Walking for wellness

30 Apr 2019

Can walking improve your mental wellbeing? The signs all point to yes. A large-scale 2018 study concluded that the positive effects of connecting with nature last up to seven hours after you get home -- and those at greater risk of developing mental health issues benefit more than anyone else. 

The wisdom of our ancestors

Societies around the world link walking with a positive mental attitude, and have done so for thousands of years. Native Americans practise firewalking as a way to overcome self-doubt and focus on mind over matter. Buddhist monks engage in ritual walking in temples as part of a metaphorical journey towards the path of enlightenment. The Japanese have developed the art of "forest bathing", meaning to soak up the quiet atmosphere of the woods to boost creativity. 

What are the benefits?

The physical rewards of regular, brisk walking are clear to see, but the mental benefits might be even more powerful. Walking can help to reduce the stress hormone cortisol and release mood-boosting chemicals, and can also be a great way to meet new people; you'll find plenty of groups across the UK who meet regularly to walk and talk, whether it's strolling though a local park or accomplishing a challenging ascent of one of the country's most famous peaks. 

Learn to walk mindfully

Plenty of institutions recommend mindful walking to those who find traditional meditation difficult. To bring your mind and body in sync, try to let go of any swirling thoughts and instead focus on what's going on around you with sustained awareness. Walk at a natural pace, pay attention to the rhythm of your footsteps and tune in to the sights, sounds and smells that surround you. If your mind begins to wander, try counting your footsteps to stay present.

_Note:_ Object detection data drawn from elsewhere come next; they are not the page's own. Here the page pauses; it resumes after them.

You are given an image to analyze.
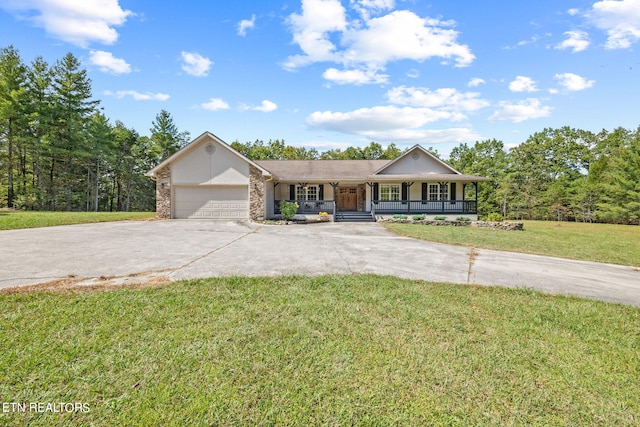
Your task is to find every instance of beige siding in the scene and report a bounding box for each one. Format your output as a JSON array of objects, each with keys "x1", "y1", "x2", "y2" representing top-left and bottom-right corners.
[
  {"x1": 171, "y1": 141, "x2": 249, "y2": 185},
  {"x1": 380, "y1": 150, "x2": 453, "y2": 175}
]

A case of wellness wanderlust? 

Walking holidays are tipped to be one of the top travel trends of 2019 -- a huge 81% of you keep active when you travel by walking or swimming. You could take a pilgrimage through Peru, travelling with a local guide to explore Inca ruins and learn about the Andean way of life, or hike an ancient route through the wild interior of Japan, travelling from hut to hut by way of fragrant cedar forests and forested mountains. This new fashion of transformative travel is all about slowing down, enjoying the journey and inspiring lasting life changes.

You can start at your own doorstep

You don't need to travel to a far-flung destination to reap the benefits of the outdoors. By committing to daily walking for a solid month, you can create a habit that's likely to stick. Don't try to change your life in one day -- start simple, like walking the dog at a set time every day, or walking to work in the mornings when the sun is shining. Even in the din of the big city, it's possible to find moments to savour.